Tatyana Klimova, la studiosa di neuroscienze chiamata dal colonnello Semiradov per indagare sulla strana amnesia all’astronauta Veshnyakov, è la protagonista che non ti aspetti. Intelligente e bellissima, quasi androgina, ma anche apparentemente distante e pragmatica, al punto che il militare travisa questa sua freddezza per la stessa cieca ambizione da cui lui è affetto. Ma è invece tutt’altro, e lo scopriremo solo nel twist finale, quando capiamo che il bambino nell’orfanotrofio non è il figlio dell’astronauta, bensì è lei bambina (anche se si chiamava Tanya) e che quella è una storia del passato. Tatyana solo grazie al suo coraggio e alla sua determinazione è riuscita ad avere un’esistenza normale, riuscendo a camminare e costruirsi una vita di successo. Nel suo lavoro da medico usa quindi quella stessa forza che ha imparato da piccola, perché sa che a volte è l’unica strada per salvare la vita degli altri.

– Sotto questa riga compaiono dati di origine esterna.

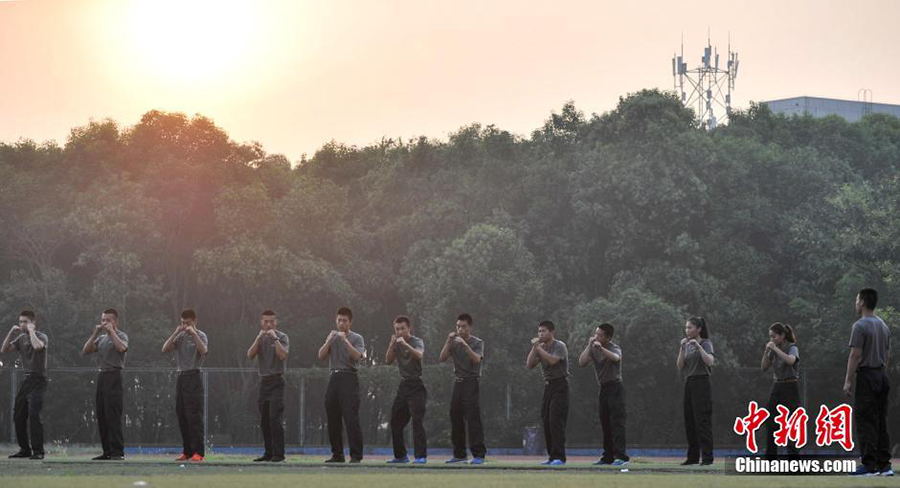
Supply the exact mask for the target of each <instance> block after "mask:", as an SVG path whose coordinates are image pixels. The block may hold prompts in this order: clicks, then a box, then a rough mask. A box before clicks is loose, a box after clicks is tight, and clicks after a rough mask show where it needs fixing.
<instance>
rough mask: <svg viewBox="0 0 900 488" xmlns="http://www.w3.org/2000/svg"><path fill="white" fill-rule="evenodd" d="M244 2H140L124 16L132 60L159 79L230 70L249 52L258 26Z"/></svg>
mask: <svg viewBox="0 0 900 488" xmlns="http://www.w3.org/2000/svg"><path fill="white" fill-rule="evenodd" d="M255 13H256V12H255V9H254V8H253V4H252V3H251V2H247V1H230V0H216V1H211V0H206V1H191V2H185V1H179V0H141V1H136V2H134V3H133V4H132V5H131V11H130V18H129V32H128V35H129V36H130V37H131V39H130V41H131V43H132V44H133V48H134V56H135V58H134V59H132V62H135V63H138V64H139V65H140V66H141V67H142V68H143V69H142V70H141V71H143V72H144V73H145V74H146V75H147V76H151V77H155V78H157V81H159V82H163V83H175V84H177V83H184V82H202V81H208V80H209V79H213V78H216V77H221V76H223V75H227V74H229V72H232V71H234V70H236V69H238V68H239V67H240V66H241V63H242V62H243V61H245V60H246V58H247V56H248V55H249V54H250V52H251V44H252V41H253V39H254V37H255V35H256V29H258V24H257V22H256V19H255Z"/></svg>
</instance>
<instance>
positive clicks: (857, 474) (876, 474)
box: [850, 465, 878, 476]
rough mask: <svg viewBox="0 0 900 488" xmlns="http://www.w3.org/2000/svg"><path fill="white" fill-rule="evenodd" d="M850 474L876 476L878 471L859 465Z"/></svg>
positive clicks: (855, 475) (862, 465)
mask: <svg viewBox="0 0 900 488" xmlns="http://www.w3.org/2000/svg"><path fill="white" fill-rule="evenodd" d="M850 476H878V471H869V468H867V467H865V466H863V465H860V466H859V467H857V468H856V471H854V472H852V473H850Z"/></svg>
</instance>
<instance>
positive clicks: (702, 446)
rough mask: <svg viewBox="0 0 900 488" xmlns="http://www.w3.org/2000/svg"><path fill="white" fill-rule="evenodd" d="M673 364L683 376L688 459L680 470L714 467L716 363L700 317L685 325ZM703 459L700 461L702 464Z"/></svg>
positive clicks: (684, 423) (685, 418) (707, 337)
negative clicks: (685, 466)
mask: <svg viewBox="0 0 900 488" xmlns="http://www.w3.org/2000/svg"><path fill="white" fill-rule="evenodd" d="M684 335H685V338H684V339H682V340H681V347H680V348H679V349H678V359H677V360H676V364H677V365H678V369H680V370H681V373H682V375H683V376H684V429H685V433H686V434H687V440H688V452H687V459H686V460H685V461H684V462H683V463H681V464H682V465H683V466H687V465H691V464H698V463H700V464H703V465H709V464H712V463H713V438H712V384H711V383H710V381H709V375H710V374H711V373H712V365H713V364H714V363H715V361H716V358H715V353H714V350H713V345H712V341H710V340H709V326H708V325H706V320H703V317H691V318H690V319H688V321H687V322H685V324H684ZM701 456H702V460H701Z"/></svg>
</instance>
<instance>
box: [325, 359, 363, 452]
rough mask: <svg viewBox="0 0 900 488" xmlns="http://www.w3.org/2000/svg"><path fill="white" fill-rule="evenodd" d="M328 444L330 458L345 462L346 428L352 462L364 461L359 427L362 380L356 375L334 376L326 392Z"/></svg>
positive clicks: (326, 411) (348, 442) (355, 374)
mask: <svg viewBox="0 0 900 488" xmlns="http://www.w3.org/2000/svg"><path fill="white" fill-rule="evenodd" d="M325 413H326V416H327V418H328V440H329V442H330V443H331V455H332V456H333V457H336V458H340V459H343V458H344V425H346V426H347V443H348V444H349V445H350V459H362V428H361V427H360V426H359V378H358V377H357V376H356V374H355V373H345V372H334V373H331V378H329V380H328V388H327V390H326V391H325Z"/></svg>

Queste sfaccettature della protagonista, e parzialmente anche del personaggio di Veshnyakov, danno alla pellicola uno spessore in più (anche se saranno completamente chiare solo alla fine). Sputnik non è insomma un monster-movie alla Life, non lo sarebbe anche per altri motivi, ma principalmente perché al centro della narrazione non c’è una creatura mostruosa, bensì gli esseri umani. In particolare c’è Tatyana, determinata a salvare Veshnyakov così come lei si è salvata molti anni prima dal suo personale orrore. Tutto questo emerge nella seconda parte, ma paradossalmente è proprio qui, dove il film probabilmente poteva sbocciare e diventare un’opera memorabile, che non riesce ad essere all’altezza delle promesse (o comunque non del tutto). Anche il fatto che l’astronauta in realtà sappia benissimo cosa sta succedendo, che sia perfettamente conscio della creatura e dei suoi atti, perché in completa simbiosi con lui, è una trovata eccellente ma la sceneggiatura non gli rende davvero giustizia.

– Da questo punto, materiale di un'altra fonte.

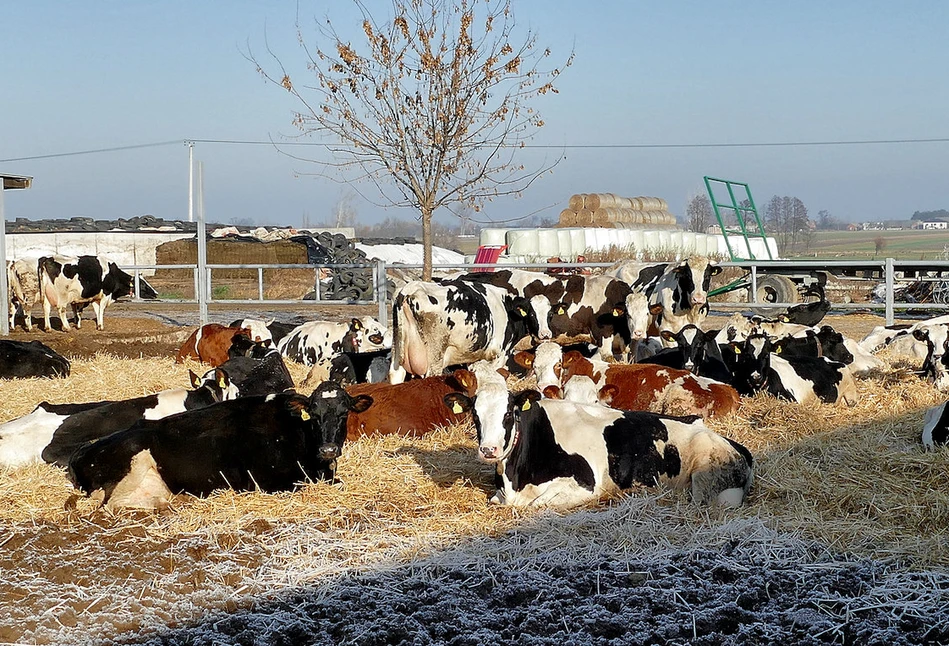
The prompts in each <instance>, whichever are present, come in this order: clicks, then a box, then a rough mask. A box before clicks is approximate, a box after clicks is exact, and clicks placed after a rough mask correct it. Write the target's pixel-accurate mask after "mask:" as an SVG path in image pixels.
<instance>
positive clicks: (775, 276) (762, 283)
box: [752, 274, 801, 317]
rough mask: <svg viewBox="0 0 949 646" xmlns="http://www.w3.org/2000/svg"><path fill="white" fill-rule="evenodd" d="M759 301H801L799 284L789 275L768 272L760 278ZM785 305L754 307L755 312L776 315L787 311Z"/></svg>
mask: <svg viewBox="0 0 949 646" xmlns="http://www.w3.org/2000/svg"><path fill="white" fill-rule="evenodd" d="M757 294H758V298H757V300H758V302H760V303H799V302H801V294H800V292H798V290H797V285H795V284H794V281H793V280H791V279H790V278H788V277H787V276H781V275H780V274H767V275H765V276H761V277H760V278H758V292H757ZM786 309H787V308H785V307H762V306H758V307H752V311H753V312H754V313H755V314H760V315H761V316H768V317H774V316H778V315H779V314H782V313H784V312H785V311H786Z"/></svg>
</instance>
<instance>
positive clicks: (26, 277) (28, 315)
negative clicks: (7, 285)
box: [7, 260, 40, 332]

Quello che succede è infatti poco più del solito “Fuga dalla base militare perché i militari non vogliono davvero aiutare i protagonisti, ma solo sfruttare la creatura come arma” e alcune scene ricadono quindi inevitabilmente nella stessa faciloneria (l’iniezione per far uscire il simbionte a comando, il medico pusillanime che come ultimo atto eroico confessa al telefono, il colonnello che diventa il villain). Non sono errori di per sé, e non sarebbero nemmeno particolarmente gravi. In fondo stiamo parlando di un horror di fantascienza e quindi non c’è niente di male nell’usare un po’ di cliché. È semplicemente il fatto di passare da una prima parte praticamente perfetta ad una successiva meno ispirata che non può non generare un po’ di insoddisfazione. Una delusione da confronto insomma, per intenderci quella che devono aver provato i fan dei Pink Floyd quando dopo un disco come The final cut hanno ascoltato A momentary lapse of reason.

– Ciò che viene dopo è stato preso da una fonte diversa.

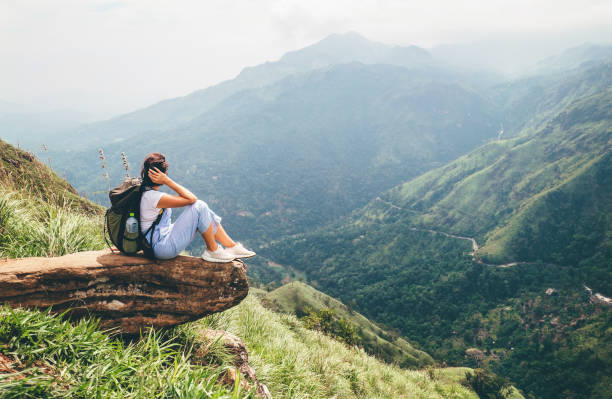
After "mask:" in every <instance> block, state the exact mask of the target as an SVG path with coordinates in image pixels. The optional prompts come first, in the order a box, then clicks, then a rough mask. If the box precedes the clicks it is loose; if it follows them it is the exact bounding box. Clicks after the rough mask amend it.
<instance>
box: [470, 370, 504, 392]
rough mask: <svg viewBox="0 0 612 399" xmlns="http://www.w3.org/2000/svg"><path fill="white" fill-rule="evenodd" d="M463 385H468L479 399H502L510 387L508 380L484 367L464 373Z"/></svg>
mask: <svg viewBox="0 0 612 399" xmlns="http://www.w3.org/2000/svg"><path fill="white" fill-rule="evenodd" d="M463 384H464V385H465V386H467V387H470V388H472V389H473V390H474V392H476V393H477V394H478V396H479V397H480V398H481V399H504V398H506V397H507V392H508V391H509V390H510V389H511V388H510V382H509V381H508V380H506V379H504V378H501V377H499V376H496V375H493V374H491V373H490V372H488V371H487V370H484V369H475V370H474V372H473V373H470V372H467V373H465V382H464V383H463Z"/></svg>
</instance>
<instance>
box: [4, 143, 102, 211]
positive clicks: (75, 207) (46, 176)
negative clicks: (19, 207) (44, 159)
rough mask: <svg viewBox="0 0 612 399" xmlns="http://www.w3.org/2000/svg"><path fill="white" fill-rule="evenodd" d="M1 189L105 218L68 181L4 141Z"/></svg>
mask: <svg viewBox="0 0 612 399" xmlns="http://www.w3.org/2000/svg"><path fill="white" fill-rule="evenodd" d="M0 187H1V188H2V189H3V190H5V191H7V190H11V191H19V192H20V193H21V194H27V195H30V196H32V197H35V198H38V199H40V200H42V201H44V202H47V203H50V204H55V205H59V206H69V207H70V208H71V209H77V210H79V211H82V212H83V213H85V214H93V215H101V214H102V212H103V208H102V207H101V206H99V205H97V204H94V203H93V202H91V201H88V200H87V199H85V198H83V197H81V196H80V195H79V194H78V193H77V191H76V190H75V189H74V188H73V187H72V186H71V185H70V183H68V182H67V181H66V180H64V179H62V178H61V177H59V176H58V175H57V174H56V173H55V172H53V170H52V169H51V168H50V167H49V166H47V165H45V164H44V163H41V162H40V161H39V160H38V159H36V157H35V156H34V155H33V154H31V153H29V152H27V151H23V150H21V149H19V148H16V147H14V146H12V145H10V144H8V143H6V142H4V141H2V140H0Z"/></svg>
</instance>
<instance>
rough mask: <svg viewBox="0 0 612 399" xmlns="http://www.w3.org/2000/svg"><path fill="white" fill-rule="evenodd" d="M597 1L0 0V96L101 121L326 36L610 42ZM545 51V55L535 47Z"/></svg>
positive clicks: (610, 19)
mask: <svg viewBox="0 0 612 399" xmlns="http://www.w3.org/2000/svg"><path fill="white" fill-rule="evenodd" d="M610 21H612V1H609V0H575V1H567V0H530V1H528V0H485V1H476V0H462V1H456V0H453V1H448V0H427V1H423V0H421V1H399V0H389V1H383V0H378V1H376V0H365V1H359V0H334V1H329V0H308V1H304V0H300V1H294V0H286V1H279V0H172V1H170V0H166V1H162V0H116V1H108V0H0V102H9V103H13V104H20V105H23V106H26V107H29V109H32V110H45V111H48V110H54V109H69V110H78V111H82V112H86V113H87V114H88V115H89V117H91V118H96V119H97V118H106V117H109V116H111V115H115V114H120V113H125V112H129V111H132V110H135V109H138V108H142V107H144V106H147V105H150V104H152V103H155V102H157V101H160V100H163V99H166V98H171V97H177V96H182V95H185V94H188V93H190V92H193V91H195V90H197V89H202V88H205V87H208V86H210V85H214V84H216V83H219V82H221V81H224V80H227V79H231V78H233V77H235V76H236V75H237V74H238V73H239V72H240V71H241V70H242V69H243V68H244V67H246V66H253V65H257V64H261V63H263V62H266V61H275V60H277V59H279V58H280V57H281V56H282V55H283V54H284V53H286V52H287V51H291V50H296V49H299V48H302V47H305V46H307V45H310V44H312V43H314V42H316V41H318V40H321V39H322V38H324V37H326V36H327V35H329V34H332V33H343V32H347V31H356V32H358V33H360V34H362V35H363V36H365V37H367V38H368V39H371V40H375V41H380V42H383V43H387V44H391V45H410V44H414V45H418V46H422V47H425V48H431V47H434V46H436V45H440V44H453V43H464V44H465V43H478V42H483V41H484V42H488V43H500V45H503V44H504V43H505V44H507V45H509V46H516V48H518V47H520V46H531V47H532V48H533V51H535V52H536V53H537V54H540V53H541V55H542V56H545V55H549V54H553V53H556V52H560V51H561V50H562V49H564V48H567V47H571V46H575V45H579V44H581V43H584V42H592V43H604V44H606V43H607V44H610V43H612V24H610ZM547 53H549V54H547Z"/></svg>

Comunque sia, Sputnik ha vinto il premio Asteroide del Trieste Science+Fiction Festival di quest’anno (che viene assegnato al miglior film di un regista emergente, cioè che ha realizzato al massimo tre lungometraggi) ed è un riconoscimento che si merita tutto, soprattutto considerando che Egor Abramenko è alla sua opera prima.